When working with medical data, implement appropriate privacy protections:

import re
def sanitize_medical_text(text: str) -> str:
"""Basic sanitization of sensitive information in medical text"""
# Note: This is a basic example - production systems need comprehensive detection
patterns_to_redact = {
'dates': r'\b\d{1,2}/\d{1,2}/\d{4}\b',
'phone': r'\b\d{3}-\d{3}-\d{4}\b',
'mrn': r'\bMRN:?\s*\d+\b',
'names': r'\b[A-Z][a-z]+ [A-Z][a-z]+\b'
}
sanitized = text
for pattern_name, pattern in patterns_to_redact.items():
sanitized = re.sub(pattern, f'[{pattern_name.upper()}_REDACTED]', sanitized, flags=re.IGNORECASE)
return sanitized
# Example usage
sanitized_text = sanitize_medical_text(clinical_note)
result = medical_extractor.extract(sanitized_text)
print("Extracted medical data from sanitized text:")
print(f"Primary diagnosis: {result.entities.diagnoses.primary_diagnosis}")

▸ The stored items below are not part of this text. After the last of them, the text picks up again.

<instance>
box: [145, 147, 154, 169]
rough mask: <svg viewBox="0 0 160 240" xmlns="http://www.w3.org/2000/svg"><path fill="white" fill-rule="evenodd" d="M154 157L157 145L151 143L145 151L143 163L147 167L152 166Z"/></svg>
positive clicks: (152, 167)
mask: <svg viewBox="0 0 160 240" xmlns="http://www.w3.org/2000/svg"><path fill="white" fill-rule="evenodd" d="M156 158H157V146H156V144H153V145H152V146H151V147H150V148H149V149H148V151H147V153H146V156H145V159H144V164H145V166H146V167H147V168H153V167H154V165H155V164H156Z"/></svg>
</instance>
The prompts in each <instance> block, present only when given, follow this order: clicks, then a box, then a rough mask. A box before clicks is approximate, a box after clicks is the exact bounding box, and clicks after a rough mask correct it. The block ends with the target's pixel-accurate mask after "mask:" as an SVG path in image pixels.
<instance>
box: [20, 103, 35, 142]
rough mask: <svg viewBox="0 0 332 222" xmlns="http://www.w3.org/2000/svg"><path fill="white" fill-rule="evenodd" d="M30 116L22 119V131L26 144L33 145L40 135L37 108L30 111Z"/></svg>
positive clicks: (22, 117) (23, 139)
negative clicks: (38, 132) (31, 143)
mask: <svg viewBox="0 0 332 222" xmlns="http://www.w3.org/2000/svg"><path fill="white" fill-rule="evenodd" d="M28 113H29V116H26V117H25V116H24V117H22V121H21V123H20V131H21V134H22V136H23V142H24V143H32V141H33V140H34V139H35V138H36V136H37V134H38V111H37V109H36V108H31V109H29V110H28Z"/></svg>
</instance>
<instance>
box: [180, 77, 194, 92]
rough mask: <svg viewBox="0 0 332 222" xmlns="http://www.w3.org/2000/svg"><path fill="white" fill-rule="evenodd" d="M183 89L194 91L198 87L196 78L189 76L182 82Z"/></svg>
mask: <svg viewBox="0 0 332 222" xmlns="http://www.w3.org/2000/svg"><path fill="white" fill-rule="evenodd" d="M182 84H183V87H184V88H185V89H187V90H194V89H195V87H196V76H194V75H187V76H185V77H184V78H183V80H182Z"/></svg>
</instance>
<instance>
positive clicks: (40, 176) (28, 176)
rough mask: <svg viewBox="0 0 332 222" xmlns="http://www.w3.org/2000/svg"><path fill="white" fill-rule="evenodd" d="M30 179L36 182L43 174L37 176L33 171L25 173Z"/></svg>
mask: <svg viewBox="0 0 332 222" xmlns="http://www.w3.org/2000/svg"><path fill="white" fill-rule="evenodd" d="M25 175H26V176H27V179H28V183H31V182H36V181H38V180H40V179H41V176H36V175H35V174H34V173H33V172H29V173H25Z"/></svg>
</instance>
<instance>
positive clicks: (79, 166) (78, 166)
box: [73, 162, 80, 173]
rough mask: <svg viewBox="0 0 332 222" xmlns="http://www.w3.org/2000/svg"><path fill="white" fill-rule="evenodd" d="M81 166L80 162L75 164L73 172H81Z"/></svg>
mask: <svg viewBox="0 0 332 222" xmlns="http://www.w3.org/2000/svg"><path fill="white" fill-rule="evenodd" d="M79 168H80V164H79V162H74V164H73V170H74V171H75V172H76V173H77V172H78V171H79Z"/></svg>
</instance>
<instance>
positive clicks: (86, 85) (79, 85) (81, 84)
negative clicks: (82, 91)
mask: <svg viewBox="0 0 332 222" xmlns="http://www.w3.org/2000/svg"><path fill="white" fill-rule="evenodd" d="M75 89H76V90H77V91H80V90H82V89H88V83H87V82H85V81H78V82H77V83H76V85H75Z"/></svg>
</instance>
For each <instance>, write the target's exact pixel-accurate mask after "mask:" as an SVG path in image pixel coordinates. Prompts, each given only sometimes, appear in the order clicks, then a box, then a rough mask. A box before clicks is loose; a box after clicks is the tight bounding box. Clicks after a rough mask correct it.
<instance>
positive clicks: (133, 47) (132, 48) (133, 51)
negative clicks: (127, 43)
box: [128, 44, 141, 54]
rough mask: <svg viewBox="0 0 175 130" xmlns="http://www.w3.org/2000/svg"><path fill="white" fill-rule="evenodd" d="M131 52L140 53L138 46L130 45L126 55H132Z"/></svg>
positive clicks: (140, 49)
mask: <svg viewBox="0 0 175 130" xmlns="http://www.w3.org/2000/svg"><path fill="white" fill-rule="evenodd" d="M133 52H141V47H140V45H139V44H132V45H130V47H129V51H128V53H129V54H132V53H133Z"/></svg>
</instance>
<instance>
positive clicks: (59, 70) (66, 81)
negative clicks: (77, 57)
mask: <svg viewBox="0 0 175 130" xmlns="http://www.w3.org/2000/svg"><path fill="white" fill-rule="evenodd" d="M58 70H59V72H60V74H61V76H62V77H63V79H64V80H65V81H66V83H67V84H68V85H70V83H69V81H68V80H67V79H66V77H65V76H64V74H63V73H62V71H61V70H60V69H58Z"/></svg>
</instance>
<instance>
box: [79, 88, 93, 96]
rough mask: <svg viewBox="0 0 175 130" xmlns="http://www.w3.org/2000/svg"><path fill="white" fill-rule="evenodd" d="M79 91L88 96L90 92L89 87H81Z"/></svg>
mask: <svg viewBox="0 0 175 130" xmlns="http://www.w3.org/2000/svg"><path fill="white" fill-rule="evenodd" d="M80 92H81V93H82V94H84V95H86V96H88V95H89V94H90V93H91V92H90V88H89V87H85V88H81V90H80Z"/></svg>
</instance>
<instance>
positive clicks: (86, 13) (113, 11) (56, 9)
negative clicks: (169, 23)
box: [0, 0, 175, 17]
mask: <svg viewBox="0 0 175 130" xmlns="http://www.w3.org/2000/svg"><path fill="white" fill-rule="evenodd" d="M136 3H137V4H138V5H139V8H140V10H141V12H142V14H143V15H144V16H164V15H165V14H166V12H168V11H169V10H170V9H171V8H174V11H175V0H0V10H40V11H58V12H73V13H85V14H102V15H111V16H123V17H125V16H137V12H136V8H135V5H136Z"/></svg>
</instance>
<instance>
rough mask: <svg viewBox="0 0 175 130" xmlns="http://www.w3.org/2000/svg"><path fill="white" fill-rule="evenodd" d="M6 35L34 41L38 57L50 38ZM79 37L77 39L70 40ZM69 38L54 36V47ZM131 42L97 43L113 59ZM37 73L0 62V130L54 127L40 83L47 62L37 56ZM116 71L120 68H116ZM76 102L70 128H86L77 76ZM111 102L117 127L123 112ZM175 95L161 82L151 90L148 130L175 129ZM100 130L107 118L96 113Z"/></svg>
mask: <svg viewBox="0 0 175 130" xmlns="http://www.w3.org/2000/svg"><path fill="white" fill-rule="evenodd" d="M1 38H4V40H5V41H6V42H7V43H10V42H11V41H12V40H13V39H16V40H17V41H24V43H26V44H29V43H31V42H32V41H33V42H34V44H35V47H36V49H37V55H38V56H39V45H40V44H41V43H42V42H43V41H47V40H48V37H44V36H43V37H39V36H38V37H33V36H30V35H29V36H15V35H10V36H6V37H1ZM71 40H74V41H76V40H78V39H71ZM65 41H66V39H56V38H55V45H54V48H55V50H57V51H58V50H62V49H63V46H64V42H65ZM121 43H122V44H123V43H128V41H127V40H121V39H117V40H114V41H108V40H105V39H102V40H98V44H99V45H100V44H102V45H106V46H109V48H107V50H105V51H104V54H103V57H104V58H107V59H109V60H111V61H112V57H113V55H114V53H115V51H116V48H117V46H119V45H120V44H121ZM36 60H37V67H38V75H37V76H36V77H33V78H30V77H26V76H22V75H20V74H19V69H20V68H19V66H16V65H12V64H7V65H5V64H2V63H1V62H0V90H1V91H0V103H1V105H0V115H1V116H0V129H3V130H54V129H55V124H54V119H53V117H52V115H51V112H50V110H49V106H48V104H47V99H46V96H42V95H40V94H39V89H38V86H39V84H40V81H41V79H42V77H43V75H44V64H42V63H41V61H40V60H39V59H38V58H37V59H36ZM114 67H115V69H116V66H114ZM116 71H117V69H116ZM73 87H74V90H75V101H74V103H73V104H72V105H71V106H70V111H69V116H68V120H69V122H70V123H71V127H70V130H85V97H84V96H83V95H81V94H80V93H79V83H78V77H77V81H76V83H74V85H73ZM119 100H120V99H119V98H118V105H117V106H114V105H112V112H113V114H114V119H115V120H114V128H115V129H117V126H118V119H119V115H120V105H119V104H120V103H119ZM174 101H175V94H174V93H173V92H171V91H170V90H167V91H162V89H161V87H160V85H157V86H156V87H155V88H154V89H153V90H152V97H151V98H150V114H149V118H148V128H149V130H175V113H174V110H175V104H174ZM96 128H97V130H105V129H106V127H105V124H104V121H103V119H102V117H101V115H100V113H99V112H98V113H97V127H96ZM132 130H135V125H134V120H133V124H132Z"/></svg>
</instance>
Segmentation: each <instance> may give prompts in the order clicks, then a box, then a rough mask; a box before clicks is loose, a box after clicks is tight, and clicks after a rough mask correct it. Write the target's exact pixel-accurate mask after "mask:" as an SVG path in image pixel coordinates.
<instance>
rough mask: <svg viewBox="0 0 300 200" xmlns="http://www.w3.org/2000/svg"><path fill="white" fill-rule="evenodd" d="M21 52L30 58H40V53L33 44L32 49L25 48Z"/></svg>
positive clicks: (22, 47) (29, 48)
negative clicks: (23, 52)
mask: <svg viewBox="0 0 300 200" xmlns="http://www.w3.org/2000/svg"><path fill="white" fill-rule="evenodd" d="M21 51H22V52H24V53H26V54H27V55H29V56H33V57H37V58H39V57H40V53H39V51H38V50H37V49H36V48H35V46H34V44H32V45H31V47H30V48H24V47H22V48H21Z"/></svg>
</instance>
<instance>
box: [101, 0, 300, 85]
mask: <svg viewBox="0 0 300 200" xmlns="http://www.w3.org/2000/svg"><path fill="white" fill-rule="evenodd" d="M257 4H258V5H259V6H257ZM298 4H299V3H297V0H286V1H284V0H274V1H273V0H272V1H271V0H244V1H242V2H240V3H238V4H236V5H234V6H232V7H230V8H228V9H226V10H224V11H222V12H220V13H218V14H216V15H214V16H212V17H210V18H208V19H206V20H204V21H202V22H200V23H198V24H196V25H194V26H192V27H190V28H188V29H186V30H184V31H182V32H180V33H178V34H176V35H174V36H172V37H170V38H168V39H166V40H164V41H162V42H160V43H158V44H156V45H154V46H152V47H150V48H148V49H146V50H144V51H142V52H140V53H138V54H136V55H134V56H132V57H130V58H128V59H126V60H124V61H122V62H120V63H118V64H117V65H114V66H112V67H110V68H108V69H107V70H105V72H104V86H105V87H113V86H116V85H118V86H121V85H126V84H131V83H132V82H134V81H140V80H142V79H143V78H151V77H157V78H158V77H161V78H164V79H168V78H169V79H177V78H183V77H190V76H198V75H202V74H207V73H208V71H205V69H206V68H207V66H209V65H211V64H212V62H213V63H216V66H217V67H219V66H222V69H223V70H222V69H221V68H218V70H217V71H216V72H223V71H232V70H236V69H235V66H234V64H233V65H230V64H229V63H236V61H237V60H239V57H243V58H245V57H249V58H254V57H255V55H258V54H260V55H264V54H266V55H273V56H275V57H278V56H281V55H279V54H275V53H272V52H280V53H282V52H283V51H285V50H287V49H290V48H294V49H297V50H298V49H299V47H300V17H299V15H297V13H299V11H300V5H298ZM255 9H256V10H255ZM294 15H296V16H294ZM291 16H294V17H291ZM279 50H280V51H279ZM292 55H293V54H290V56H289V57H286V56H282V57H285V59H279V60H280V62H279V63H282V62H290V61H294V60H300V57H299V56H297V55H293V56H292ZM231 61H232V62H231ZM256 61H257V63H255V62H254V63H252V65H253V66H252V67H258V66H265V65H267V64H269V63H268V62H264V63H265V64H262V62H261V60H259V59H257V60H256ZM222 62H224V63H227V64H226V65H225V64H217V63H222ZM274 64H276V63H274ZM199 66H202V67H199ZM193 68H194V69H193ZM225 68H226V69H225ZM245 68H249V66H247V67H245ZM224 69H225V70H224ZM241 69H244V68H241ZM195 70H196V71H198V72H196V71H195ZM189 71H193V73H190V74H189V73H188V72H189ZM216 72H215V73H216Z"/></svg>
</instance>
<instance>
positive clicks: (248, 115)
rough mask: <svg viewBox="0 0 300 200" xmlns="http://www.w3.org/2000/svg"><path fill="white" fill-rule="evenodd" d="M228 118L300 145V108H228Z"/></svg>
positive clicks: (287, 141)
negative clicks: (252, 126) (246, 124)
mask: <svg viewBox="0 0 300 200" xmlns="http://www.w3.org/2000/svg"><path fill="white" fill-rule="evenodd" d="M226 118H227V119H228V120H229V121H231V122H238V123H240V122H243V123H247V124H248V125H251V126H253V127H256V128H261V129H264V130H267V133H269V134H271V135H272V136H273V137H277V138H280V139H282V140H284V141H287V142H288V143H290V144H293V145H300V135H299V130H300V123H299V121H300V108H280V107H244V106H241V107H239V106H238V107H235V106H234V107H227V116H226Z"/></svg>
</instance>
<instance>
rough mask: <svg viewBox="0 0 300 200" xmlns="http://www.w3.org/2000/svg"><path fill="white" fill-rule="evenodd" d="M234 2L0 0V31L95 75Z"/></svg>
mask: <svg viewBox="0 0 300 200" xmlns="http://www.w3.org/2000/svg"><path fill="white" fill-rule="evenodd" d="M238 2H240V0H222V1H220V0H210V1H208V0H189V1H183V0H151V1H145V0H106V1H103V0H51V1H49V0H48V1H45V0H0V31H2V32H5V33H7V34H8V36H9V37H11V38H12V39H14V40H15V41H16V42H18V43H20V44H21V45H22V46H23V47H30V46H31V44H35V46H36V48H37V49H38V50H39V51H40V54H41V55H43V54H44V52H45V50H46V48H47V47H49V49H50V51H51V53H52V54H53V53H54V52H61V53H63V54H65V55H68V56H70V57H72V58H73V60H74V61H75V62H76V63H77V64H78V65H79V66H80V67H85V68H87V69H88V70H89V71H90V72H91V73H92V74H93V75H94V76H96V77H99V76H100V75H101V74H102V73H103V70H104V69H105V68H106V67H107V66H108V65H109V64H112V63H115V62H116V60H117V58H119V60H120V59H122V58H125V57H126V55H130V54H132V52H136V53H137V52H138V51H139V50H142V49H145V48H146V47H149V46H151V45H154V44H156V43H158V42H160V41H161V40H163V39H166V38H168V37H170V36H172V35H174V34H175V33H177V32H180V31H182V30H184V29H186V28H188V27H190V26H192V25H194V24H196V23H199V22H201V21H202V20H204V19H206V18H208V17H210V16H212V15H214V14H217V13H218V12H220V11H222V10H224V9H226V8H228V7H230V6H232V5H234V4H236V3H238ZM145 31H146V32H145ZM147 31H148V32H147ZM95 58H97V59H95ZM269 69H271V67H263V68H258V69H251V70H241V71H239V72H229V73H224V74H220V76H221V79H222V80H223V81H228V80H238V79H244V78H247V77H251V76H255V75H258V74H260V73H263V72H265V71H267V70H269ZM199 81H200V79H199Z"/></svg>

Process multiple medical records efficiently:

from pathlib import Path
class MedicalRecordProcessor:
def __init__(self):
self.extractor = LangStruct(schema=MedicalRecordSchema)
def process_medical_records(self, records_folder: Path):
"""Process multiple medical records"""
record_files = list(records_folder.glob("*.txt"))
# Prepare documents for batch processing
documents = []
file_names = []
for record_file in record_files:
try:
record_text = record_file.read_text()
sanitized_text = sanitize_medical_text(record_text)
documents.append(sanitized_text)
file_names.append(record_file.name)
except Exception as e:
print(f"Error reading {record_file}: {e}")
# Process all documents in batch
results = self.extractor.extract(documents)
# Format results
processed_results = []
for i, result in enumerate(results):
processed_results.append({
'file': file_names[i],
'primary_diagnosis': result.entities.diagnoses.primary_diagnosis,
'medication_count': len(result.entities.medications),
'confidence': result.confidence,
'processed_at': datetime.now()
})
return processed_results
# Usage
processor = MedicalRecordProcessor()
records = processor.process_medical_records(Path("./medical_records/"))

Medical Accuracy

Specialized for medical terminology and clinical concepts

Comprehensive Data

Extract diagnoses, medications, procedures, and lab results

Source Tracking

Track source locations for validation and verification

Batch Processing

Process large volumes of medical records efficiently

  • Clinical Decision Support - Extract key information for physician review
  • Quality Improvement - Analyze patterns in diagnoses and treatments
  • Research Data Collection - Structure clinical data for medical research
  • Coding and Billing - Extract ICD codes and procedure information
  • Retrospective Studies - Extract data from historical medical records
  • Clinical Trial Screening - Identify eligible patients from EHR data
  • Epidemiological Research - Analyze disease patterns and outcomes
  • Drug Safety Monitoring - Track medication usage and adverse events
  • Claims Processing - Extract relevant information for claim adjudication
  • Medical Review - Structure clinical information for review processes
  • Risk Assessment - Analyze patient risk factors and health status
  • Fraud Detection - Identify inconsistencies in medical documentation
  • EHR Migration - Extract structured data from legacy systems
  • Data Standardization - Convert unstructured notes to structured formats
  • Clinical Documentation - Assist with clinical note summarization
  • Population Health - Analyze patient populations and health trends
  • Use Medical Terminology - Include standard medical terms and abbreviations
  • Handle Optional Fields - Many medical elements may not be present in all records
  • Validate Against Standards - Use ICD-10, CPT, and other medical coding standards
  • Consider Data Types - Use appropriate types for dates, numeric values, and codes
  • Use Advanced Models - Medical analysis benefits from GPT-4 or similar capable models
  • Zero Temperature - Set temperature=0.0 for consistent medical interpretations
  • Source Tracking - Always enable to validate extracted information
  • Human Review - Implement clinical review workflows for critical applications
  • Data Sanitization - Remove or anonymize sensitive information before processing
  • Access Controls - Restrict access to medical data processing systems

Ready to start processing medical records?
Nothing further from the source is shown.